Service contracts are the steady money in a heating or maintenance business — twelve customers booked in for an annual gives us a week of predictable work. The hard part is remembering to send the reminder six weeks before the anniversary, with a couple of suggested slots, before the customer's busy month hits or before they drift to someone else. Doing it on a sticky note ends in reminders going out three weeks late or not at all.

How GloriaMundo Solves It

We build a workflow that runs every Monday morning. An integration step reads the service-contracts tab of our customer sheet. A code step picks out the customers whose next service is due in the next 30 days and who have not had a reminder for this year. Another integration step looks at our calendar and pulls the two earliest hour-long slots on weekdays. An LLM step drafts a personal reminder for each customer referencing their kit and last service. An integration step saves the draft in Gmail. A final integration step logs the reminder in a sheet tab and posts a batch summary in Slack.

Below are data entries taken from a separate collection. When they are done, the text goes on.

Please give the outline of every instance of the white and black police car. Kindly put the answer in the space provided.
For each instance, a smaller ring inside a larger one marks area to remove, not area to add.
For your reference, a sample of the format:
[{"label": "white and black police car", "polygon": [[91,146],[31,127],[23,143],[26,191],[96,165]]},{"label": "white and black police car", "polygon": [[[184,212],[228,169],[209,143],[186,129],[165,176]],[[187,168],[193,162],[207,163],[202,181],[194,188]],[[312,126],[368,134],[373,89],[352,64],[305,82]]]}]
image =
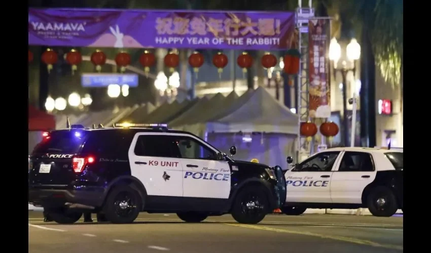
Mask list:
[{"label": "white and black police car", "polygon": [[366,207],[375,216],[391,216],[403,207],[403,157],[400,151],[362,147],[317,153],[284,172],[281,211]]},{"label": "white and black police car", "polygon": [[44,133],[29,159],[29,203],[58,223],[74,223],[85,212],[128,223],[147,212],[176,213],[188,222],[231,214],[256,224],[279,207],[273,168],[235,160],[165,124],[68,123]]}]

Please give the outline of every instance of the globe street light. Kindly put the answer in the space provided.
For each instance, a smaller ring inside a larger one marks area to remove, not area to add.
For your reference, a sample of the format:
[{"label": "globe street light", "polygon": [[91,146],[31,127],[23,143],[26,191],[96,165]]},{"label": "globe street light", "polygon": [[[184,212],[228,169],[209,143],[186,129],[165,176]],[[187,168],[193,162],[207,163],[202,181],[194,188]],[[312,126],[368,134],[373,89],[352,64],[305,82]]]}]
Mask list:
[{"label": "globe street light", "polygon": [[55,101],[54,99],[49,96],[45,102],[45,109],[49,112],[52,112],[55,108]]},{"label": "globe street light", "polygon": [[81,102],[85,106],[90,105],[93,103],[93,99],[90,94],[85,94],[84,97],[81,99]]},{"label": "globe street light", "polygon": [[[346,76],[347,73],[352,71],[354,76],[356,73],[356,61],[361,58],[361,46],[357,43],[357,41],[354,38],[352,38],[350,43],[346,48],[346,55],[348,61],[353,63],[353,67],[349,68],[347,67],[347,63],[346,61],[342,62],[342,66],[341,68],[337,67],[338,62],[341,57],[341,47],[340,44],[337,41],[335,38],[333,38],[331,40],[331,43],[329,45],[329,59],[334,63],[334,76],[335,78],[335,73],[337,71],[341,73],[341,76],[343,78],[342,87],[343,87],[343,140],[344,142],[344,145],[347,145],[347,141],[349,139],[349,130],[347,127],[347,89],[346,89]],[[352,104],[353,105],[353,109],[356,110],[356,99],[354,96],[352,99]],[[354,112],[355,116],[356,116],[356,111]],[[354,131],[354,126],[353,123],[355,123],[356,119],[354,120],[352,118],[352,131]],[[353,135],[354,133],[353,133]],[[354,136],[354,135],[353,135]],[[354,138],[352,138],[354,139]],[[352,146],[354,144],[354,140],[350,140],[350,145]]]},{"label": "globe street light", "polygon": [[109,85],[107,94],[110,98],[118,98],[121,93],[121,88],[118,85]]},{"label": "globe street light", "polygon": [[168,78],[163,71],[157,74],[156,80],[154,80],[154,86],[160,92],[162,95],[168,88]]},{"label": "globe street light", "polygon": [[62,111],[66,109],[66,106],[67,105],[67,101],[65,99],[60,97],[57,98],[54,101],[54,106],[57,110]]},{"label": "globe street light", "polygon": [[67,102],[69,105],[76,107],[81,104],[81,96],[76,92],[72,93],[67,98]]}]

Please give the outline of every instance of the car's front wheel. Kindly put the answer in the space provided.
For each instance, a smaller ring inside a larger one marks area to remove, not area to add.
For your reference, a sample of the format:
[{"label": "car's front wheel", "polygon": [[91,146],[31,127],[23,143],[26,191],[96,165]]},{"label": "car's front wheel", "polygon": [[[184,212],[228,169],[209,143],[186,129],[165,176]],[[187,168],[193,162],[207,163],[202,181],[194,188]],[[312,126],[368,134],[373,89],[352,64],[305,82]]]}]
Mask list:
[{"label": "car's front wheel", "polygon": [[103,213],[113,223],[131,223],[141,211],[142,201],[139,194],[132,187],[117,186],[108,194]]},{"label": "car's front wheel", "polygon": [[307,210],[306,207],[295,206],[283,206],[281,209],[281,212],[287,215],[301,215]]},{"label": "car's front wheel", "polygon": [[50,209],[47,213],[53,221],[60,224],[73,224],[82,216],[82,213],[64,208]]},{"label": "car's front wheel", "polygon": [[240,223],[256,224],[268,213],[269,205],[268,197],[260,187],[246,187],[235,198],[232,216]]},{"label": "car's front wheel", "polygon": [[397,199],[390,189],[384,186],[373,189],[367,198],[367,205],[374,216],[389,217],[397,213]]},{"label": "car's front wheel", "polygon": [[200,222],[208,217],[206,214],[195,212],[177,213],[176,215],[181,220],[190,223]]}]

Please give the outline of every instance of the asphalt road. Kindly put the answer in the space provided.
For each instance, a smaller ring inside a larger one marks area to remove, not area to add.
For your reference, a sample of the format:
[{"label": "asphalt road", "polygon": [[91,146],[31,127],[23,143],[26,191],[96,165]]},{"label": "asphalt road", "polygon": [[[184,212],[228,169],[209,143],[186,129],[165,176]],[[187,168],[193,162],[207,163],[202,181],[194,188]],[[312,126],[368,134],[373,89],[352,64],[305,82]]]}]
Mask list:
[{"label": "asphalt road", "polygon": [[[95,215],[94,219],[95,221]],[[141,214],[132,224],[43,222],[28,212],[29,253],[402,252],[402,217],[269,215],[256,225],[230,216],[186,223],[174,214]]]}]

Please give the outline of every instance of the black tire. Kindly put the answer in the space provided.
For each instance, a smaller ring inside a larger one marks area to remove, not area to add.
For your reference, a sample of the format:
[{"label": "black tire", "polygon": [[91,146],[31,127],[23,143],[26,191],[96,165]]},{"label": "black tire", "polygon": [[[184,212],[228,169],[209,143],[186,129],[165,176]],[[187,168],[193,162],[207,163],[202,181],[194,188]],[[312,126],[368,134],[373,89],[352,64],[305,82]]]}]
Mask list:
[{"label": "black tire", "polygon": [[200,222],[208,217],[208,215],[204,213],[198,213],[195,212],[187,212],[184,213],[177,213],[178,217],[185,221],[196,223]]},{"label": "black tire", "polygon": [[82,213],[64,209],[50,210],[47,213],[49,218],[59,224],[73,224],[82,216]]},{"label": "black tire", "polygon": [[283,214],[286,215],[301,215],[304,214],[306,207],[299,207],[295,206],[283,206],[281,208]]},{"label": "black tire", "polygon": [[131,223],[136,219],[142,206],[142,199],[129,186],[117,186],[106,197],[103,213],[113,223]]},{"label": "black tire", "polygon": [[232,217],[239,223],[259,223],[268,213],[268,197],[259,187],[245,187],[239,191],[232,205]]},{"label": "black tire", "polygon": [[393,192],[384,186],[371,190],[367,198],[367,206],[373,215],[379,217],[390,217],[398,209]]}]

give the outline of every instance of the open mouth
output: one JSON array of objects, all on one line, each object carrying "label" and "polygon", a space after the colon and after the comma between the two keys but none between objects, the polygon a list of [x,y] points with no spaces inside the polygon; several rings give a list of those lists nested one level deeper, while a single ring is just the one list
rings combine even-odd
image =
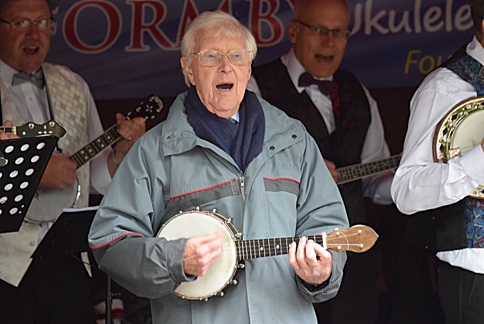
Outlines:
[{"label": "open mouth", "polygon": [[39,48],[36,46],[25,47],[24,51],[29,55],[35,54],[39,51]]},{"label": "open mouth", "polygon": [[315,55],[316,57],[316,60],[318,61],[332,61],[333,59],[335,58],[335,55],[322,55],[321,54],[316,54]]},{"label": "open mouth", "polygon": [[217,89],[220,90],[230,90],[233,87],[233,83],[222,83],[216,85]]}]

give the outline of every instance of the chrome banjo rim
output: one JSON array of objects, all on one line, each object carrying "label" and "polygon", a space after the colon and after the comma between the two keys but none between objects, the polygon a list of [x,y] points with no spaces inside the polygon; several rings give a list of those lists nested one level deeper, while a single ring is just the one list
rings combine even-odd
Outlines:
[{"label": "chrome banjo rim", "polygon": [[442,118],[436,127],[434,138],[433,154],[436,162],[447,163],[452,157],[452,139],[459,124],[469,114],[484,109],[484,96],[475,97],[462,101],[454,106]]}]

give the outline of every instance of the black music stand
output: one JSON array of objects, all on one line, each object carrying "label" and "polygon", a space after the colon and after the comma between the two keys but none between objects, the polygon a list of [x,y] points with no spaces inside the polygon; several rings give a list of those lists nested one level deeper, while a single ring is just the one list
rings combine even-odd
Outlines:
[{"label": "black music stand", "polygon": [[97,208],[64,210],[52,224],[30,258],[89,251],[87,235]]},{"label": "black music stand", "polygon": [[[46,258],[59,254],[71,254],[89,251],[87,235],[96,214],[97,208],[64,210],[47,231],[31,258]],[[108,276],[106,296],[106,323],[111,323],[113,298],[118,294],[111,290]]]},{"label": "black music stand", "polygon": [[0,141],[0,233],[20,229],[59,138]]}]

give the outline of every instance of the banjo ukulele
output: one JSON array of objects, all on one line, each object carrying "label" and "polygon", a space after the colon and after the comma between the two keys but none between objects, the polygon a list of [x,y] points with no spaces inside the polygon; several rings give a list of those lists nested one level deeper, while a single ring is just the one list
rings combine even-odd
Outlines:
[{"label": "banjo ukulele", "polygon": [[[157,96],[147,97],[134,109],[129,112],[125,119],[143,117],[145,120],[153,119],[161,111],[163,102]],[[118,141],[121,136],[117,132],[118,124],[109,127],[89,143],[71,155],[77,168],[86,164],[111,144]],[[30,203],[26,219],[32,223],[41,223],[55,220],[62,213],[64,208],[75,208],[80,195],[78,179],[71,187],[64,190],[37,189],[35,198]]]},{"label": "banjo ukulele", "polygon": [[[187,211],[176,215],[160,229],[157,237],[167,240],[189,238],[219,231],[222,235],[222,255],[210,269],[194,281],[182,282],[174,294],[183,298],[207,300],[213,296],[223,296],[223,289],[236,285],[236,278],[244,268],[244,260],[287,254],[289,245],[300,237],[243,240],[231,219],[215,210]],[[355,225],[345,230],[336,229],[327,235],[308,236],[324,249],[335,251],[364,252],[373,246],[378,235],[370,227]]]},{"label": "banjo ukulele", "polygon": [[[484,97],[474,97],[455,105],[436,128],[432,143],[434,161],[446,163],[481,145],[484,138]],[[484,199],[484,183],[469,195]]]}]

Glass Box preview shows the drafts and the slot offers before any of it reaches the customer.

Example Workflow Steps

  1. Trigger (scheduled): Every Monday at 8am.
  2. Step 1 (integration): Read the 'Service Contracts' tab of the customers Google Sheet.
  3. Step 2 (code): Filter to rows where the next service is due in the next 30 days and 'last reminded' is empty or older than this year.
  4. Step 3 (integration): Read Google Calendar and find the two earliest free 1-hour slots between 8am and 4pm on weekdays in the next three weeks.
  5. Step 4 (llm): Draft a personal reminder email for each customer that references their kit, their last service date, and offers the two slots.
  6. Step 5 (integration): Save each reminder as a Gmail draft addressed to the customer.
  7. Step 6 (integration): Append a row to a 'Reminders Sent' tab of the customer sheet logging the customer, the date drafted, and the slots offered.
  8. Step 7 (integration): Post a summary in #service on Slack with the count of drafts and a link to each one.

Integrations Used

  • Google Sheets — the service-contract register and the reminder log
  • Google Calendar — the source of free slots for offers
  • Gmail — the per-customer reminder drafts
  • Slack — the batch summary for the founder to review and send

Who This Is For

Heating engineers, boiler service firms, pest-control rounds, alarm-and-CCTV maintenance — any trade business that runs annual service contracts on a customer book of fifty to several hundred, where missing the reminder window means a lost contract and an unhappy customer the following winter.

Time & Cost Saved

Looking up each customer, working out the next service date, checking the diary for slots, and writing a personal reminder takes ten to fifteen minutes per customer when done carefully. For a customer book with twenty services a month due, that is three to five hours of admin a week — usually skipped, then done in a rush on quiet days. This workflow turns it into a fifteen-minute Monday review. The retention gain is the contracts we keep that we would otherwise have let drift.